Things like this never happen to this franchise. It started with them losing a coin toss to Carolina to get the first pick of their first draft in 1995. They’d have taken Tony Boselli no matter, but good fortune has never smiled on the franchise. They’ve always been one player, one play or one draft pick away from what they really want to be.

And save for a one-off year in 2017, they’ve been irrelevant for over a decade.

Not anymore.

The selection of Lawrence instantly puts the national spotlight on the Jaguars. But it’s the rest of the team makeover that will determine what they do on the field. They have their quarterback; they spent some money restocking in free agency and looked to the not-too-distant future with their draft picks.

But now what?

Every NFL team has a forty percent turnover each year. That means twenty of the fifty-three players on the game day roster will be different.

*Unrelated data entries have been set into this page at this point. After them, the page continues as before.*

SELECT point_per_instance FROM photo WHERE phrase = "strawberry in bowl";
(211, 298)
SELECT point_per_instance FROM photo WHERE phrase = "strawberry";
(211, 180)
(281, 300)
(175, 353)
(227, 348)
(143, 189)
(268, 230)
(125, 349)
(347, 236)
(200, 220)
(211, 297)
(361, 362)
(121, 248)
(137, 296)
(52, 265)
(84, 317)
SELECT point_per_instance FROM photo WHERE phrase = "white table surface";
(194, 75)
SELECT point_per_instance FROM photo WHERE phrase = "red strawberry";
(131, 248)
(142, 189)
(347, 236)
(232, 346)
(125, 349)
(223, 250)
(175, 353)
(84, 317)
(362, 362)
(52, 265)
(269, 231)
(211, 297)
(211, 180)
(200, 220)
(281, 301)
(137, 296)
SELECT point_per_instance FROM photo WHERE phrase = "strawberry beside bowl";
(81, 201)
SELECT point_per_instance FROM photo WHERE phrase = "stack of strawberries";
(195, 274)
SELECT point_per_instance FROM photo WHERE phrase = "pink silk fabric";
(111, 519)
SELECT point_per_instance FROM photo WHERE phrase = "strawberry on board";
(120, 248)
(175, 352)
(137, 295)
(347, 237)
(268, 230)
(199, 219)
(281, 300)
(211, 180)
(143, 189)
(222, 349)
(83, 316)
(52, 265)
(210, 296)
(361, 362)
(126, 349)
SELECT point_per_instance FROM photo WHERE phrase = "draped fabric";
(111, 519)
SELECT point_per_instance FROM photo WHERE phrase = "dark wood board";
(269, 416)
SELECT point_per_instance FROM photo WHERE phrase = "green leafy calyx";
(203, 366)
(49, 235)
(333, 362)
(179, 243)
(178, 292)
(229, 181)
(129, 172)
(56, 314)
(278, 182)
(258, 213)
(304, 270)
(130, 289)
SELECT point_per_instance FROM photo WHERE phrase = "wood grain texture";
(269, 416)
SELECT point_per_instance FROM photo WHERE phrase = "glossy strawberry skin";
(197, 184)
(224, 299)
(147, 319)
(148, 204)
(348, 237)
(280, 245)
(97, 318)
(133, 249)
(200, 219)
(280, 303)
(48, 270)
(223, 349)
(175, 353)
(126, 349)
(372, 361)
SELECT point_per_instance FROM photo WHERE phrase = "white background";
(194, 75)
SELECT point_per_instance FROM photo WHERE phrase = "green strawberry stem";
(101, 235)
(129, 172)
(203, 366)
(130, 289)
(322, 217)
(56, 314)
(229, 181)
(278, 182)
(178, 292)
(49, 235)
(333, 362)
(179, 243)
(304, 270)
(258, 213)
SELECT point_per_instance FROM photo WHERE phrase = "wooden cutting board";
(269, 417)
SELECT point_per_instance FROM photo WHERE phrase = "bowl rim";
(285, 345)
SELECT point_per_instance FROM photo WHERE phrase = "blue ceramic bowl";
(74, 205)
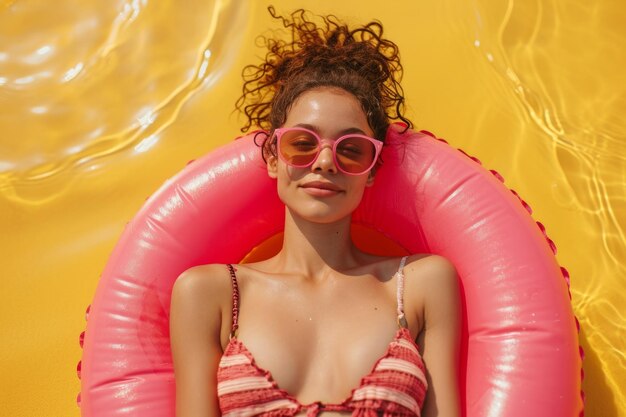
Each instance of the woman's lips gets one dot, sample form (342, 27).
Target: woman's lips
(321, 189)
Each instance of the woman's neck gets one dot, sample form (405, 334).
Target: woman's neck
(313, 249)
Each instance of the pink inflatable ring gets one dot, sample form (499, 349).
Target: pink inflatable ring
(520, 353)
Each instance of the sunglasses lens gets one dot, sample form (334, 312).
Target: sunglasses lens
(298, 147)
(355, 154)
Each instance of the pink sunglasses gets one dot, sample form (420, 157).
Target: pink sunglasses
(353, 154)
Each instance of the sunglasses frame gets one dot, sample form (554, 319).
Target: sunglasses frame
(378, 146)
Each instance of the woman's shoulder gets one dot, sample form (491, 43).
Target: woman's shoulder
(204, 285)
(428, 266)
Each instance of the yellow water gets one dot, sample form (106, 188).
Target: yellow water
(102, 101)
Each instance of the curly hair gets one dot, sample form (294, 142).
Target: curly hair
(330, 54)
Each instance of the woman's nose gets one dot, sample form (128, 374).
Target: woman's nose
(325, 161)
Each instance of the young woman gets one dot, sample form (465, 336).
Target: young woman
(321, 327)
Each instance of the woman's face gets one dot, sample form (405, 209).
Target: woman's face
(331, 113)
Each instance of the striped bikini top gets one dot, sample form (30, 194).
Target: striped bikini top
(396, 385)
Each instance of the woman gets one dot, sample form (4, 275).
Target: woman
(321, 327)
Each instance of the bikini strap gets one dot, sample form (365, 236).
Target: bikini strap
(233, 278)
(400, 294)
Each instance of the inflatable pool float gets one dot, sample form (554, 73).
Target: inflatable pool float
(520, 353)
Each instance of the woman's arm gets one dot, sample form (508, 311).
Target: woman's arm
(195, 326)
(438, 287)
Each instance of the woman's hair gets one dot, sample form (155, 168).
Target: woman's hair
(329, 54)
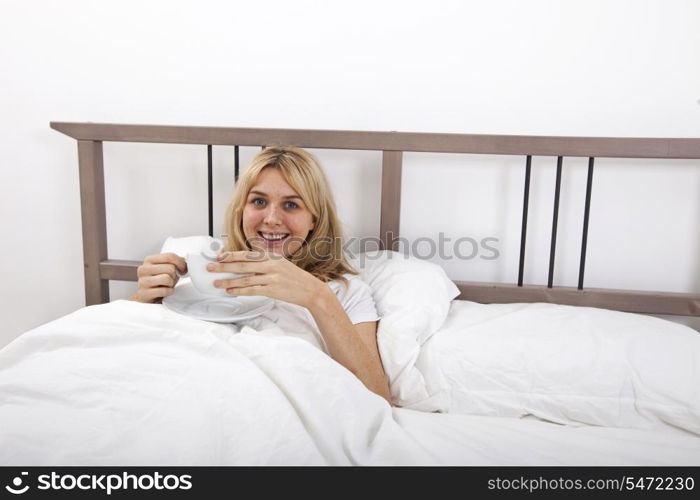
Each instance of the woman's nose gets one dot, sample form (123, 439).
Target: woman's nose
(272, 216)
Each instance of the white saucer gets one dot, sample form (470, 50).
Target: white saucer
(188, 301)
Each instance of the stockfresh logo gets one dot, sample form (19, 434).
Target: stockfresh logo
(17, 486)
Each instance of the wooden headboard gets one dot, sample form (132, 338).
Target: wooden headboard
(99, 268)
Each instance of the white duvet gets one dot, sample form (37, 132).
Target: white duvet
(126, 383)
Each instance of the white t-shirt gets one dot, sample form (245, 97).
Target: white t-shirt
(356, 299)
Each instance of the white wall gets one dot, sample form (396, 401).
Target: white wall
(591, 68)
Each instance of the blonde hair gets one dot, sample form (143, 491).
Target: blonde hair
(322, 252)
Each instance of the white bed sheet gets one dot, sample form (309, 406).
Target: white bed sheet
(563, 364)
(135, 384)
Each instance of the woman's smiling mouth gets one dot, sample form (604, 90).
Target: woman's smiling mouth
(273, 237)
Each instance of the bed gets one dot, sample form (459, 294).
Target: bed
(480, 373)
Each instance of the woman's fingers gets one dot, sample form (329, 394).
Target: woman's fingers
(156, 269)
(246, 281)
(157, 276)
(243, 255)
(159, 280)
(168, 258)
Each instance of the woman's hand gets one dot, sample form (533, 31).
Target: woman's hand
(273, 276)
(157, 277)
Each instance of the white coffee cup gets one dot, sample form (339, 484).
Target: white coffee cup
(203, 279)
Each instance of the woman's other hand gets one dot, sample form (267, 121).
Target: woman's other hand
(157, 276)
(272, 276)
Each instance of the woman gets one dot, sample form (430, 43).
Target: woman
(282, 228)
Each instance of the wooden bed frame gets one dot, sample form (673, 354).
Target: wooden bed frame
(99, 268)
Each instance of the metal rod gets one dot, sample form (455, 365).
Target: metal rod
(235, 169)
(584, 239)
(523, 231)
(554, 223)
(210, 186)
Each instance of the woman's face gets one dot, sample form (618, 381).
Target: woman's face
(275, 218)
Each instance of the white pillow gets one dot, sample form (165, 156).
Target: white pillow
(413, 298)
(565, 364)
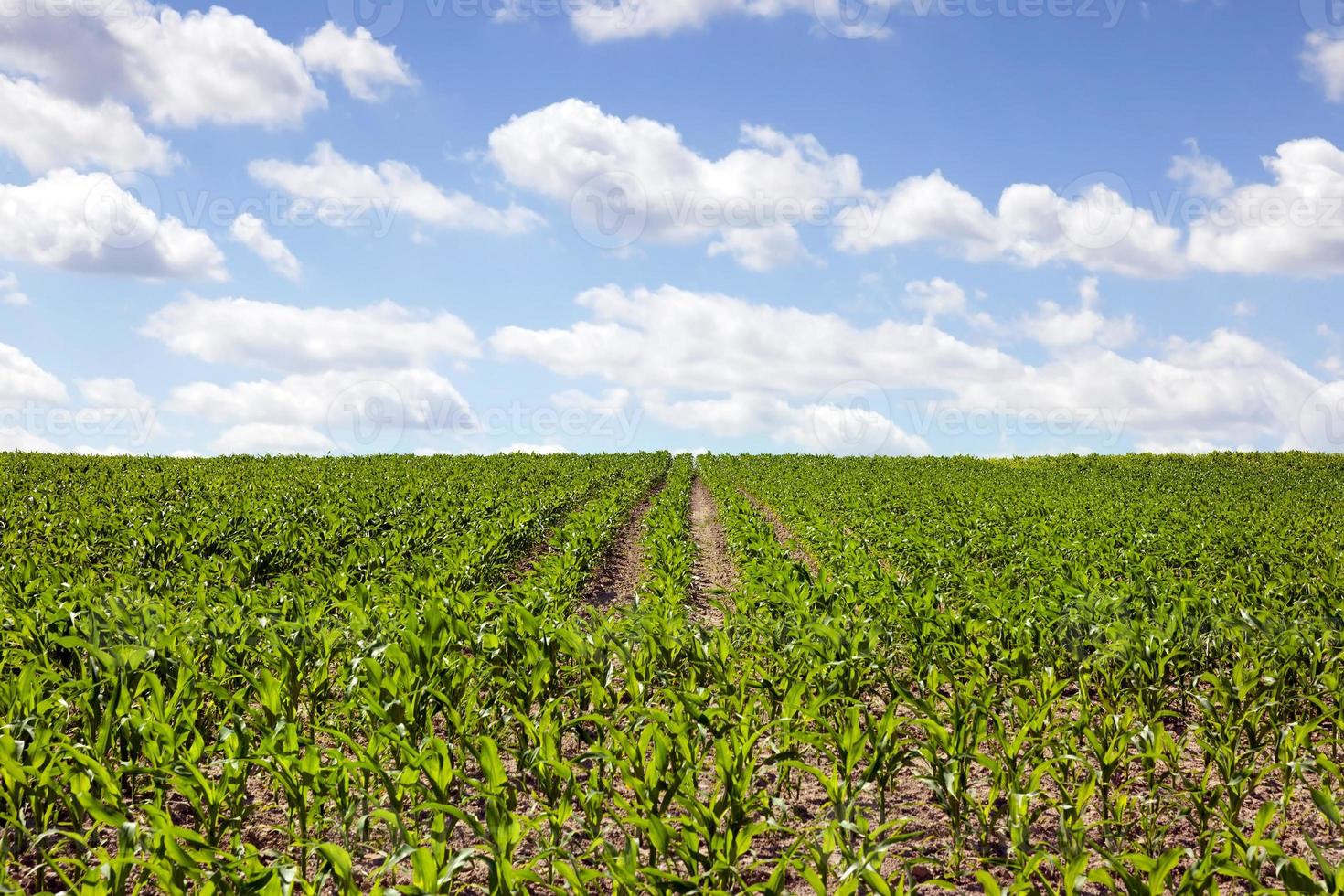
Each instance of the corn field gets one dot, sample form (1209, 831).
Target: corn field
(390, 676)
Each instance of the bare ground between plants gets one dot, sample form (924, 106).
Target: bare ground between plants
(785, 535)
(714, 569)
(624, 567)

For the Jaguars, that number will be much higher.

“Jacksonville will be the most different looking team in the NFL,” long time NFL writer Peter King said before the draft. “Not just because they’re taking Trevor Lawrence, but they have a new coach who wants to impact every part of the team. Who are they keeping? At linebacker, they’ll say, ‘Myles Jack, you’re staying. Everybody else we’ll see when the season starts.”

That seems to be what the coaching staff is bringing across the board: competition at every position.

Will they be better? Las Vegas has put the over/under win total at six. That’s a whole lot better than one for sure, but you have to think with all of the changes they’ve made, they’re betting the over right away. Meyer nearly scoffed at the idea of a “rebuild plan” when asked about what kind of patience he thinks he’ll have with a new team.

“Well, the way I’ve always looked at everything is—at the moment whoever gives us the best chance to win is going to be playing,” he said. “And that’s every position at that moment who gives us the best chance to win and that there is an incredible amount of urgency. I told our players that, all due respect, the four-, five-, six-year plans, that’s not that plan at all. The plan is to try to do the very best to win. Every time we line up, we try to win.”

With the draft over it seems like an inordinate amount of work to add under a dozen unproven players. But all of that research doesn’t go to waste.

“Sometimes people say we made all those reports, and we only took a few players,” one personnel director noted. “My response always is, ‘We just made the first report for our pro personnel department on the other guys. They go right to that database, so you have it in September when they get cut or two Septembers from now.’

When they tell players every move they make on or off the field around an NFL team counts, they mean it. They’re not just auditioning for one team but for all thirty-two at the same time. And not just for today. That information is stored and leaned on for years to come.

That’s why Nick Saban’s “And Or But,” description is so accurate.

“I tell players they can help themselves in a lot of ways,” the current Alabama and former NFL Head Coach said this week. “When a team puts together a report on a player on height, weight, speed, hands, whatever, there can be an ‘and’ that includes ‘he’s a good teammate, great character. Or there can be a ‘but’ ‘he had a fight in the locker room, has a drug charge.’ Do you want to be an ‘and’ or a ‘but?”’

There’s one more situation where the scouts stick with the current class before moving on to next year. They’ll start looking at 2022 in earnest around Memorial Day but when this 2021 class takes the field, they have a rooting interest.

For the Jaguars, that’s scheduled for May 17th when the rookies will be on the field together for the first time in their own rookie mini-camp.
“You just don’t want to go out at rookie camp and see a guy you really fought for struggle,” one scout explained. “You want him to get off to a good start,”

After a lot of ‘no fun’ years following the Jaguars, don’t we all.